Samoyeds have earned the nickname, “the smiling sled dog.” These friendly pups are medium-sized dogs with a herding instinct. They have a history of breeding in some of the coldest and roughest regions of the world. The Samoyed gets their name from the Samoyedic people in Siberia. They bred the fluffy white dogs to act as reindeer herders and pull their sleds.
Samoyeds have thick double-layer coats full of fluffy white fur. They are friendly, alert, playful, and sociable, but are they hypoallergenic? Although no dog is truly hypoallergenic, Samoyeds are considered to be one of the better breeds for people with allergies.
In this article, we discuss what being “hypoallergenic” really means, what causes dog allergies in humans, and if Samoyed dogs are actually hypoallergenic.
What Does Hypoallergenic Mean?
The term hypoallergenic has only recently been associated with dogs. The word was initially developed as a descriptor for the textile and cosmetic industry. They used it to describe products that were not likely to bring on an allergic reaction. These products typically had fewer ingredients and were smoother on sensitive skin.
People can be allergic to almost anything, and there are also varying levels of allergies. Some people who are allergic to peanuts might only get itchy if they eat it. For others, it means going into anaphylactic shock and getting rushed to the emergency room.
The term “hypoallergenic” means that you are unlikely to have an allergic reaction, not that you are guaranteed total safety. That means any dog considered to be hypoallergenic could still trigger an allergic reaction in people with strong allergies to them. An allergic reaction is less likely to happen, but it still could.
All of this is valuable to keep in mind because those with allergies to dogs might not be able to own a hypoallergenic dog either. Before adopting, you should be around them, pet them, and be close to them for a while before adopting them and taking them into your house. It will end up causing you less hassle and allergies and causing the dog less confusion by getting adopted and then being rehomed again.
Dog Allergy Causes
Many people believe that dog hair acts as an allergy trigger when it is shed around the home. However, that is not often the case, although it can be related.
The typical trigger for a dog allergy is actually dander or flakes of dead skin.
The confusion is because dog hair usually acts as a carrier for dander. The more that a dog sheds, the more dander they spread around the home.

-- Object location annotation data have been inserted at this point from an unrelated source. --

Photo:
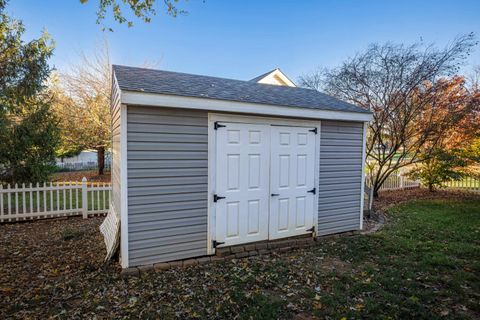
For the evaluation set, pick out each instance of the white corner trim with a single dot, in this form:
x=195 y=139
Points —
x=211 y=186
x=173 y=101
x=362 y=188
x=123 y=188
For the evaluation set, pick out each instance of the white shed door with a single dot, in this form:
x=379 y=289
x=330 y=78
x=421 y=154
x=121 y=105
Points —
x=242 y=177
x=292 y=181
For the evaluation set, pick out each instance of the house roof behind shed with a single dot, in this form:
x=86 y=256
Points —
x=189 y=85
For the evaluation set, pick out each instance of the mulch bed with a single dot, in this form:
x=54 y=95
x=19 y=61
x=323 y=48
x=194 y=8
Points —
x=54 y=268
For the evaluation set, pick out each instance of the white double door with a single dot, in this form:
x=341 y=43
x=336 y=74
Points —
x=264 y=186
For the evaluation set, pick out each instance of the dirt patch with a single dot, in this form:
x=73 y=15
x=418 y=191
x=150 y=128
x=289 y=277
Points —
x=335 y=264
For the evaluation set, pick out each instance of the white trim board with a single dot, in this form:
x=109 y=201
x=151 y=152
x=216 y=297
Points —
x=173 y=101
x=123 y=188
x=362 y=188
x=214 y=117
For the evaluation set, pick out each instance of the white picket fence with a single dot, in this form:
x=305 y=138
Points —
x=467 y=183
x=47 y=200
x=396 y=182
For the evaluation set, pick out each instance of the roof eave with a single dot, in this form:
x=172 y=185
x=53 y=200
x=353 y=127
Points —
x=186 y=102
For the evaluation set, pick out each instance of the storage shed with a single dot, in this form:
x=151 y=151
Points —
x=201 y=163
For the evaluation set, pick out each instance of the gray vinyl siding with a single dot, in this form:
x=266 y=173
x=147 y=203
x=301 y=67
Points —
x=115 y=113
x=340 y=176
x=167 y=184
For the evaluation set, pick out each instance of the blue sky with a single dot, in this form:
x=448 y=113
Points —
x=242 y=39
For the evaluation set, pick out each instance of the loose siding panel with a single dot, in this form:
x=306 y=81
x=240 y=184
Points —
x=115 y=115
x=340 y=177
x=167 y=184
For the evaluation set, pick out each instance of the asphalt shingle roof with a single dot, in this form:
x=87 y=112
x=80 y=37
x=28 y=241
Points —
x=189 y=85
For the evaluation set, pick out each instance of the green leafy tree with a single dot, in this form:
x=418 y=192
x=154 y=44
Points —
x=142 y=9
x=82 y=105
x=28 y=131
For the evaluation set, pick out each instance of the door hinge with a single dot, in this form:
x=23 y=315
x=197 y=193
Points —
x=216 y=198
x=215 y=243
x=216 y=125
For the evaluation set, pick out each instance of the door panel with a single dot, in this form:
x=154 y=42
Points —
x=242 y=177
x=292 y=176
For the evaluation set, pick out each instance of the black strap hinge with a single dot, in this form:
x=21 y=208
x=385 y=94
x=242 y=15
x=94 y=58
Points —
x=215 y=243
x=216 y=125
x=216 y=198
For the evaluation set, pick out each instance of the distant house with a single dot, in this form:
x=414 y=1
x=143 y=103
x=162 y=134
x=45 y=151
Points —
x=201 y=163
x=84 y=160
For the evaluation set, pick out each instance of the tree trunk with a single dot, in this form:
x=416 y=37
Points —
x=101 y=160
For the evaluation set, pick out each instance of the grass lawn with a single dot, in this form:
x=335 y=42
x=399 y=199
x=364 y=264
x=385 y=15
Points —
x=424 y=264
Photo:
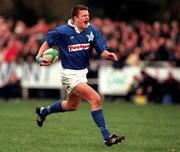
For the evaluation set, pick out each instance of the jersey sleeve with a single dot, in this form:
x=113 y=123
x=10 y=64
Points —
x=51 y=37
x=99 y=42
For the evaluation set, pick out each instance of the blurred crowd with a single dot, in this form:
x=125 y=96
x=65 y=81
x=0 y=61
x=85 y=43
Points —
x=134 y=43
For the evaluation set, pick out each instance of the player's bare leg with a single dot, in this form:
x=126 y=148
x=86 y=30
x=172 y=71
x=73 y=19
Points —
x=84 y=91
x=70 y=104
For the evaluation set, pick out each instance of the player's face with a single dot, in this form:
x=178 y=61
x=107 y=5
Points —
x=82 y=20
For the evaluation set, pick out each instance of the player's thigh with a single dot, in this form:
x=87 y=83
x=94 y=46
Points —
x=86 y=92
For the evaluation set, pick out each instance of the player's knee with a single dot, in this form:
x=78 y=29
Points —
x=96 y=101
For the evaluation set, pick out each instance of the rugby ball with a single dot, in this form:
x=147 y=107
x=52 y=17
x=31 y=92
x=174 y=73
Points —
x=51 y=54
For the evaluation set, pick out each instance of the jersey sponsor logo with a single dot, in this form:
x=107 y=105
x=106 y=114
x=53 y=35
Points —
x=90 y=37
x=78 y=47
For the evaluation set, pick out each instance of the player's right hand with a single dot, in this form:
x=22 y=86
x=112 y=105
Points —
x=42 y=61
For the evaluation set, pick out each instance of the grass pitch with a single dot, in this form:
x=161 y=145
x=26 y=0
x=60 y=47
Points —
x=150 y=128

The tiny pieces of dead skin attached to the hair float onto furniture, carpet, clothes, and corners when the old hair falls out.
Interestingly, the two aren’t always tied together. Typically, dogs that shed less are more hypoallergenic, but in the Samoyeds, this is not true.
Are Samoyeds Hypoallergenic?
Samoyeds are currently considered to be hypoallergenic dogs. However, on a theoretical scale of more and less hypoallergenic, these dogs are less than other breeds that fall into this category.
Most people with dog allergies may still feel bothered if they are around a Samoyed pup for too long. But for some people with allergies, they won’t feel a thing. For this reason and for Samoyeds in particular, you should spend time around them before adopting one because the chances of an allergic reaction are still high.
Do Samoyeds Shed a Lot?
Samoyeds do shed frequently. That is part of the reason that experts heavily debate their classification as a hypoallergenic breed. They require more maintenance than most hypoallergenic dogs to trigger less of a reaction.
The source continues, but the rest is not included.